In Computer Architecture, We Don't Change the Questions, We Change the Answers

Mark D. Hill, Microsoft Azure and University of Wisconsin-Madison

When I was a new professor in the late 1980s, my senior colleague Jim Goodman told me, "On the computer architecture PhD qualifying exam, we don't change the questions, we only change the answers." More generally, I now augment this to say, "In computer architecture, we don't change the questions, application and technology innovations change the answers, and it's our job to recognize those changes." Eternal questions this talk will sample are how best to do the following interacting factors: compute, memory, storage, interconnect/networking, security, power, cooling and one more. The talk will not provide the answers but leave that as an audience exercise. I will dive a little more into compute and memory as in-progress trends provide both challenges and opportunities for creating tremendous value from (large) data.

The slides are available on Mark D. Hill's web page

Mark D. Hill is Partner Hardware Architect with Microsoft Azure (2020-present) where he leads software-hardware pathfinding. He is also the Gene M. Amdahl and John P. Morgridge Professor Emeritus of Computer Sciences at the University of Wisconsin-Madison (, following his 1988-2020 service in Computer Sciences and Electrical and Computer Engineering. His research interests include parallel-computer system design, memory system design, and computer simulation. Hill's work is highly collaborative with over 160 co-authors. He received the 2019 Eckert-Mauchly Award and is a fellow of AAAS, ACM, and IEEE. He served on the Computing Community Consortium (CCC) 2013-21 including as CCC Chair 2018-20, Computing Research Association (CRA) Board of Directors 2018-20, and Wisconsin Computer Sciences Department Chair 2014-2017. Hill has a PhD in computer science from the University of California, Berkeley.

Fresh Thinking talks

A series of invited talks by younger researchers.

  • Accelerating Video Database Systems using Emerging Hardware Technologies

Joy Arulraj (Georgia Institute of Technology)

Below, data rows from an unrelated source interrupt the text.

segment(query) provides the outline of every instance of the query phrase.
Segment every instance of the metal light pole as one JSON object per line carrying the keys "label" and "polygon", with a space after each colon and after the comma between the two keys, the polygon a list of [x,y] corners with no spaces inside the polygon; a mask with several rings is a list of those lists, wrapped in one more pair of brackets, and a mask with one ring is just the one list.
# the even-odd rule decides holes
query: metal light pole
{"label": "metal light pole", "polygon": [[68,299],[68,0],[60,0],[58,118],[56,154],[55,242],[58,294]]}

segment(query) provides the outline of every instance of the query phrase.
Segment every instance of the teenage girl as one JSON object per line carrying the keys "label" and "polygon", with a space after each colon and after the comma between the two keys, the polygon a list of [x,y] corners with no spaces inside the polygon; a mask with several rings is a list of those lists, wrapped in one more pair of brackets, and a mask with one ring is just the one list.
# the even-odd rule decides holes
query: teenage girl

Over the last decade, advances in deep learning have led to a resurgence of interest in automated analysis of videos at scale. This approach poses many challenges, ranging from the high computational overhead associated with deep learning models to the types of queries that the user may ask. In this talk, I will present EVA, an end-to-end video database system that we are developing at Georgia Tech, for tackling these challenges using novel query optimization and machine learning techniques. I will then discuss about opportunities for the community to help accelerate video database systems using their expertise in leveraging emerging hardware technologies.

Joy Arulraj is an Assistant Professor of Computer Science at the Georgia Institute of Technology. His research focuses on developing systems for efficiently and effortlessly querying video datasets by synthesizing techniques from data systems and machine learning. His research has been recognized with the IEEE TCDE Early Career Award (2022) and the ACM SIGMOD Jim Gray Doctoral Dissertation Award (2019). His group is supported by funding from the NSF, Cisco Research, Alibaba, Adobe, and Intel.

  • What the Primacy of Economics Means for Hardware And Software

Viktor Leis (Friedrich-Alexander-Universität Erlangen-Nürnberg)

Using several historical examples, I will argue that both hardware and software is downstream from economics. Economics has been called "the dismal science" and harsh economic realities can prevent technological breakthroughs. At the same time, however, economic thinking can also help overcome seemingly inescapable tradeoffs that we face when building software systems. It may also be our only hope for managing the proliferation of complex heterogeneous hardware, in particular in the cloud.

Viktor Leis is a Professor for Data Management at Friedrich-Alexander University Erlangen-Nürnberg, Germany. His research revolves around designing high-performance data management systems and includes core database topics such as query processing, query optimization, index structures, and storage. Viktor received his doctoral degree in 2016 from the Technical University of Munich, where he worked on the main-memory database system HyPer. He is the recipient of the ACM SIGMOD dissertation award (2018), the IEEE TCDE Rising Star Award, and four best paper awards at ICDE and SIGMOD.